Bleeding gums in pregnancy
Have you noticed your gums bleeding when you brush your teeth? Bleeding gums in pregnancy could be gingivitis. Hormones can make your teeth more vulnerable to plaque, leaving you with swollen, bleeding gums. You need to take extra care of your smile when you’re pregnant:
- Book yourself a dentist appointment (it’s free through the NHS during pregnancy and for 12 months afterwards).
- Brush your teeth twice a day for two minutes.
- Ask your dentist about getting a professional clean.

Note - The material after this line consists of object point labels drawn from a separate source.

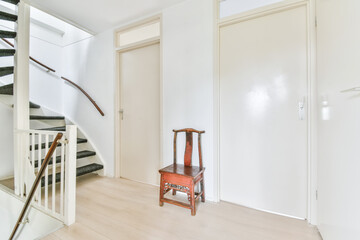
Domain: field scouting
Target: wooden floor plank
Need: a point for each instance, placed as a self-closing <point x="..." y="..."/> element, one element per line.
<point x="121" y="209"/>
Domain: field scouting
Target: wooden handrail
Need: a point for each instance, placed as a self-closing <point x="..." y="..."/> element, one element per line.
<point x="36" y="184"/>
<point x="69" y="81"/>
<point x="31" y="58"/>
<point x="85" y="93"/>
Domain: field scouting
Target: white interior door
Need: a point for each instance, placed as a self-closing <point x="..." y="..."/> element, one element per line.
<point x="140" y="120"/>
<point x="263" y="129"/>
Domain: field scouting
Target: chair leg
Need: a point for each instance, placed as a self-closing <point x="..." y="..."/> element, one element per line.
<point x="202" y="184"/>
<point x="192" y="199"/>
<point x="161" y="203"/>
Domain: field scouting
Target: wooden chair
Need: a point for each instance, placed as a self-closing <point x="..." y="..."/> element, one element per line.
<point x="184" y="177"/>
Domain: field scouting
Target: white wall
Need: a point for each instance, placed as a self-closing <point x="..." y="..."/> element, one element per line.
<point x="231" y="7"/>
<point x="6" y="141"/>
<point x="188" y="79"/>
<point x="339" y="119"/>
<point x="90" y="63"/>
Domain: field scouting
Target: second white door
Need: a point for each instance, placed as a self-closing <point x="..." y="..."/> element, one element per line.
<point x="140" y="117"/>
<point x="263" y="131"/>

- Avoid sugary and acidic drinks and foods (particularly in between meal times).
- Quit smoking.
- If you have morning sickness, rinse your mouth with water after being sick. Try and wait an hour before you brush your teeth (they’ll be softened by the acid in your tummy).
Leg cramps in pregnancy
If you’re one of the unlucky ones rudely awoken by a sudden sharp pain in your leg, try gently exercising your legs, ankles and feet during the day – and see if that prevents it:
- Point your toes and flex your foot up and down vigorously 30 times. Repeat on the other side.
- Rotate your foot to make a circle, eight times on each foot.
Feeling faint in pregnancy
Been feeling slightly dizzy or faint? There are a number of reasons that you can feel faint in pregnancy; these can be hormonal changes, low blood pressure, you may become overheated or have low iron levels. Some useful tips to help are:
- Get up slowly after sitting or lying down.
- As soon as you feel faint, find a seat quickly – if the faintness doesn’t pass, lie down on your side.
- If you feel faint while lying on your back, turn on your side.
- Stay hydrated by drinking plenty of water.
If you experience feeling faint or dizzy then please contact your GP or midwife.
Feeling hot in pregnancy
Your body pumps more blood in pregnancy – that and hormones can make you feel unbearably hot:
- Invest in a desk fan for work and your bedroom.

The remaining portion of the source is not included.